Copper had a marginal gain of 0.02%, settling at 727.2, driven by improved demand prospects in China. This positive sentiment overshadowed concerns about China's overall consumption and its troubled property sector. Copper inventories in LME-registered warehouses have been steadily increasing since mid-July, reaching their highest level since May 2022 at 155,700 tons, with recent deliveries to New Orleans contributing to this rise. While it's typical for copper inventory to rise during the northern hemisphere summer holidays, this year's increase is notable, driven in part by manufacturing challenges in Europe and the United States.

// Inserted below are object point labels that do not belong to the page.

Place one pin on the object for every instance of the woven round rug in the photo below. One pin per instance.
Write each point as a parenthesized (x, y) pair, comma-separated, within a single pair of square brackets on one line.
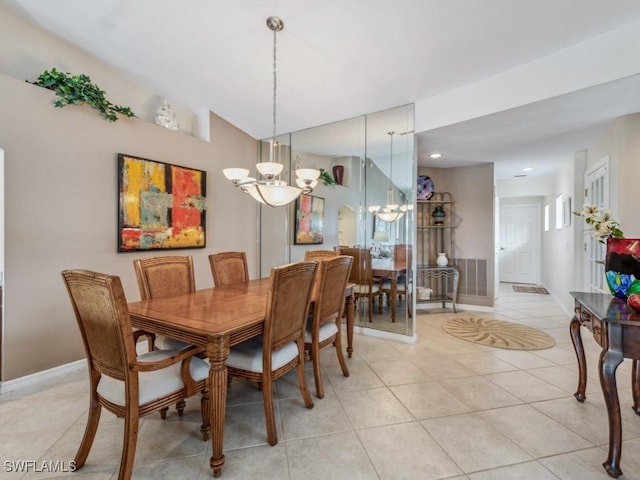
[(498, 333)]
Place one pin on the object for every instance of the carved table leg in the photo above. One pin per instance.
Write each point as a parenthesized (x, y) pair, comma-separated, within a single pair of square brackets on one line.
[(607, 365), (218, 351), (350, 313), (635, 386), (576, 339), (393, 296)]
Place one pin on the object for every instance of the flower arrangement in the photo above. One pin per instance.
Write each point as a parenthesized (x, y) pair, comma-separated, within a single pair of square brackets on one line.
[(622, 267), (601, 222)]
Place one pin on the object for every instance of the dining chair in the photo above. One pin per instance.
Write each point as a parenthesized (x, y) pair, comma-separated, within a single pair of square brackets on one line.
[(362, 277), (280, 348), (317, 255), (324, 323), (165, 276), (402, 255), (229, 268), (127, 385)]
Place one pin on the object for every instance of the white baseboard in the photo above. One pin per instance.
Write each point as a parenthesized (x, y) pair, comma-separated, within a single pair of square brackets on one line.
[(28, 380), (372, 332), (460, 307)]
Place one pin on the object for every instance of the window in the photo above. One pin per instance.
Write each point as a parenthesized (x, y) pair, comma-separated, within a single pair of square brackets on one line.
[(546, 217), (559, 220)]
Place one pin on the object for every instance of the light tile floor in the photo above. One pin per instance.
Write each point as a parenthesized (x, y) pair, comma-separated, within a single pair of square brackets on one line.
[(441, 408)]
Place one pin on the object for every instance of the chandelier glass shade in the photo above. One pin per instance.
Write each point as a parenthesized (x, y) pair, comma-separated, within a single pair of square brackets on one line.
[(268, 188)]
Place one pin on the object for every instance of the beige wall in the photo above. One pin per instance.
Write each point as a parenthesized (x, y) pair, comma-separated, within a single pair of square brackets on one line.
[(61, 211)]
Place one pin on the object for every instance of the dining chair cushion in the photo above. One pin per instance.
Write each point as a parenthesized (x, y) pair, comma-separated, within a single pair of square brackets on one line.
[(325, 331), (364, 289), (248, 355), (400, 286), (155, 384)]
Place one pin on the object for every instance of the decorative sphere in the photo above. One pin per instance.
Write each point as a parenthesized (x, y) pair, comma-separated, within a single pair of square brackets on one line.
[(633, 301)]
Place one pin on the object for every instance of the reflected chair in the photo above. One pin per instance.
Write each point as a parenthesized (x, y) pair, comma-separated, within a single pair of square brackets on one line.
[(280, 348), (362, 276), (402, 255), (127, 385), (324, 324), (229, 268), (318, 255)]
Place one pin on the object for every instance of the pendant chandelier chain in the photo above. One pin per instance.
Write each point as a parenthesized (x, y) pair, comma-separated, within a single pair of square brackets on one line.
[(275, 78), (268, 189)]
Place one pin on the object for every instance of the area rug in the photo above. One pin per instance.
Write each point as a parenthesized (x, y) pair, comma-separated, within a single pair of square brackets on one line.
[(529, 289), (498, 333)]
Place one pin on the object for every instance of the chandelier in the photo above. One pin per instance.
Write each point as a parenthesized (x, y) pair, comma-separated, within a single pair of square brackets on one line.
[(269, 189), (391, 211)]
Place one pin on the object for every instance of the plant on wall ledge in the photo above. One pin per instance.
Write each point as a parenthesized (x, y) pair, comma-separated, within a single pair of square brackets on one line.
[(79, 89)]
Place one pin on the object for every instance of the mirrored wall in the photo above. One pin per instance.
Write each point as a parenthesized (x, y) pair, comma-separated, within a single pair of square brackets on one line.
[(369, 162)]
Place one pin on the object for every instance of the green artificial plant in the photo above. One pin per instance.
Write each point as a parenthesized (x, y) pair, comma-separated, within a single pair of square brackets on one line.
[(327, 178), (78, 89)]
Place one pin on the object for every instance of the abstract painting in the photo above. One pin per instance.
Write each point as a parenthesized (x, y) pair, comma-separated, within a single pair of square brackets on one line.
[(162, 206), (309, 218)]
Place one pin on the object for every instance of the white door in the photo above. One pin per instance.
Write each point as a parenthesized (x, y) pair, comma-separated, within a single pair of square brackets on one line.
[(596, 192), (519, 243)]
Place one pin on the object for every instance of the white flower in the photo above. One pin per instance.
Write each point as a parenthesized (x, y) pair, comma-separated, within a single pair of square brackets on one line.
[(601, 221)]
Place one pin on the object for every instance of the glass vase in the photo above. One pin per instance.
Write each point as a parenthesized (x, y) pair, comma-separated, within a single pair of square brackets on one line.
[(622, 266)]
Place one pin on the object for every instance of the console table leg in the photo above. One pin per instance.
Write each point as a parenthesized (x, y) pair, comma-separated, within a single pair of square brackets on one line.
[(576, 339), (635, 385), (607, 365)]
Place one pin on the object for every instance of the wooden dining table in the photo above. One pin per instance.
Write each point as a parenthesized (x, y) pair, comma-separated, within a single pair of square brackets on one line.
[(388, 268), (216, 319)]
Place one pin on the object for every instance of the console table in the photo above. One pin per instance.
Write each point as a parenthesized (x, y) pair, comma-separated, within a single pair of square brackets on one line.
[(616, 328)]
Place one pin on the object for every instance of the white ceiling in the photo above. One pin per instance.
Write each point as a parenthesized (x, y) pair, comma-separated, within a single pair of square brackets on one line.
[(338, 59)]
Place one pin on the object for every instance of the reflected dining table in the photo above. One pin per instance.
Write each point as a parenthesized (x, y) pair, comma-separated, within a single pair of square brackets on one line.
[(388, 268), (216, 319)]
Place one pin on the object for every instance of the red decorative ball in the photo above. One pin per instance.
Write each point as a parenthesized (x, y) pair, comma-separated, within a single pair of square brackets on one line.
[(633, 301)]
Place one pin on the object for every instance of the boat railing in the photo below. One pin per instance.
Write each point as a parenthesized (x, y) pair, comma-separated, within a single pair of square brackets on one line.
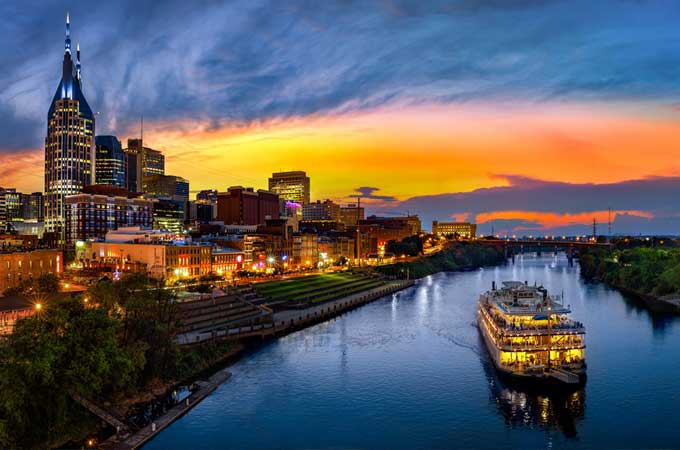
[(509, 328), (542, 347)]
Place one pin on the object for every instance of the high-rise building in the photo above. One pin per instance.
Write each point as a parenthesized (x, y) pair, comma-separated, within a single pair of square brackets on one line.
[(461, 229), (100, 209), (169, 214), (110, 162), (142, 161), (32, 206), (69, 144), (244, 206), (209, 195), (350, 214), (165, 186), (291, 186), (10, 207), (327, 210)]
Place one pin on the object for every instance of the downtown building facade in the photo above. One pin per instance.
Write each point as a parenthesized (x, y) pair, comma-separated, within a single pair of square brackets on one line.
[(245, 206), (110, 162), (141, 162), (16, 208), (69, 144), (291, 186), (100, 209), (461, 229)]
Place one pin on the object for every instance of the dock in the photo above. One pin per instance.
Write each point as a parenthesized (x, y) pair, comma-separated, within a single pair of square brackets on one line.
[(141, 437)]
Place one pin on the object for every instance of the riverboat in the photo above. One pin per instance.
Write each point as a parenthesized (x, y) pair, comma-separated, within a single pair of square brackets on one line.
[(530, 336)]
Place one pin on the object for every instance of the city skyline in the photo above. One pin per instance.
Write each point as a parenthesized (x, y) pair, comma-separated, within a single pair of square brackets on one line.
[(461, 138)]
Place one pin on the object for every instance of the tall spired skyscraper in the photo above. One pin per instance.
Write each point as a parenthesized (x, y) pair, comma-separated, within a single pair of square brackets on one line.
[(69, 145)]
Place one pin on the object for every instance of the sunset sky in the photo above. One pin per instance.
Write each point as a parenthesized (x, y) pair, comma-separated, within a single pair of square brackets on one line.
[(528, 116)]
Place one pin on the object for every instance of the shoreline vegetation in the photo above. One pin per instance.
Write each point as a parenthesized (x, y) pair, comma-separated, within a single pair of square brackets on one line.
[(648, 269), (116, 346), (458, 256)]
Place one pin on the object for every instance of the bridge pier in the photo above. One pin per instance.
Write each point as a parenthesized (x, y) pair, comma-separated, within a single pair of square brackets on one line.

Additionally, a significant drop in LME time spreads suggests more copper may be heading to exchange warehouses. Since mid-July, almost 100,000 metric tons of copper have been warranted in LME warehouses, significantly boosting headline stocks, which were at just 54,225 metric tons on July 12. Copper shipments have been diverse, going to various delivery locations in Asia, Europe, and the United States.
From a technical perspective, the market saw short covering, as open interest dropped by -10.26% to 3462, while prices increased by 0.15 rupees. Copper's support level is at 724.8, with the possibility of testing 722.3 if it falls below. On the upside, resistance is likely at 730.1, and prices could test 732.9 if they break above it.